"Pada hari pemungutan suara Pemilihan Gubernur dan wakil gubernur DKI jakarta 2012 besok, JPPR akan menerjunkan 1058 relawan yang akan memantau pelanggaran yang terjadi," ujar Koordinator JPPR, Yusfitriadi dalam rilis yang diterima detikcom, Selasa, (10/7/2012).
Menurutnya, relawan itu akan disebar di 1058 TPS yang tersebar di seluruh kotamadya dan kabupaten se-DKI Jakarta.
SCROLL TO CONTINUE WITH CONTENT
Ia menjelaskan bahwa pihaknya telah melihat potensi pelanggaran dan masalah yang akan terjadi dalam pemungutan suara besok.

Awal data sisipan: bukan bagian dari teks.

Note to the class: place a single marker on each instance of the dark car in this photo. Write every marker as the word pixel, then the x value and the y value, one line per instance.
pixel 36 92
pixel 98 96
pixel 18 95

Itulah karenanya perlu relawan pemantau seperti yang juga dilakukan Panwaslu maupun Bawaslu.
"Beberapa potensi masalah sudah kami identifikasi, sepert serangan fajar nanti malam, DPT tidak terpasang di TPS, logistik bermasalah terkait menyusul keputusan DKPP, sengketa hasil suara dan keberpihakan penyelenggra pemilukada baik di TPS dan di Panitian Pemilihan Kecamatan (PPK)," jelas Yus.
"Jadi semua temuan akan kita laporkan kepada Panwaslu dan akan kami rilis besok setelah selesai pemungutan suara," imbuhnya.